Stream discharge is an important component in hydrology. Yet stream discharge is commonly studied in surface hydrology. In recent decades, it has been recognized that groundwater also interact with stream water throughout the year.

In groundwater modeling, stream routing is explicitly modeled as a groundwater boundary condition. In general, several data are required for a successful simulation. Here I will only discuss a little bit related to water itself, to say, what kind of sink or source of the water in stream routing should be considered.

First, a stream segment/reach may received upstream discharge.

Second, a stream can also receive direct precipitation from the sky. But this term is usually omitted some the total amount may not be significant.

Third, a stream may also lose water from evaporation. Similar to direct precipitation, this term is usually omitted as well.
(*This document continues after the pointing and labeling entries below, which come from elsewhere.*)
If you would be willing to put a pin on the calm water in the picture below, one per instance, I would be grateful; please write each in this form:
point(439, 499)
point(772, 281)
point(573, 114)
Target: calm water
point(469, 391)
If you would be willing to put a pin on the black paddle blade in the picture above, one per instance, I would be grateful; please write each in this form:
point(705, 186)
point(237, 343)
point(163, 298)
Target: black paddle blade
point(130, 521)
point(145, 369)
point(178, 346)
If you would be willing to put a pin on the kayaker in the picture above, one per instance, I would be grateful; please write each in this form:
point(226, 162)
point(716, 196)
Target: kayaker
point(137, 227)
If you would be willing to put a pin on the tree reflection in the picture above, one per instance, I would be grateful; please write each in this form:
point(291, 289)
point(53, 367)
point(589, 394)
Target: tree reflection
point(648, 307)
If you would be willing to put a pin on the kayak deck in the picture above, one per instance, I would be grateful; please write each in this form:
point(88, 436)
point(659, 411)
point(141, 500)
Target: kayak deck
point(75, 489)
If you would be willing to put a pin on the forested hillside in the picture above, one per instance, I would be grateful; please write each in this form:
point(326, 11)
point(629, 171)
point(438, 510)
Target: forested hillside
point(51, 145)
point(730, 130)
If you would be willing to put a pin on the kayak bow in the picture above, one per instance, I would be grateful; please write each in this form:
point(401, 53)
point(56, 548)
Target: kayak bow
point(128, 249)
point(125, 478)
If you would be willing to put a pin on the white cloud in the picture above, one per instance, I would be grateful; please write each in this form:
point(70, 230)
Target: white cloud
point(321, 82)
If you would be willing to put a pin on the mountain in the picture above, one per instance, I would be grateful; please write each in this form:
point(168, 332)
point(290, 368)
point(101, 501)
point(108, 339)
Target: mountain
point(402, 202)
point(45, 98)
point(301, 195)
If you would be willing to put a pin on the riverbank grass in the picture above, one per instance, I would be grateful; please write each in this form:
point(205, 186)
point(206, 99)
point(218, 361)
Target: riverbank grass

Forth, stream also receive later flow, it can be surface runoff and subsurface runoff (soil zone inter-flow). Many studies have shown that subsurface runoff account for more than 50% of the horizontal water flow. This term should be carefully estimated. However, surface runoff is also important during precipitation or snowmelt events.

Fifth, groundwater upwelling or stream leakage. This is the process stream water gain or lose water.

Below is an example of simulation stream discharge rates VS observed ones.

Figure 1

So there are still some questions. First, in winter time, what should be well constrained since simulated discharge rates are much higher than observed rates?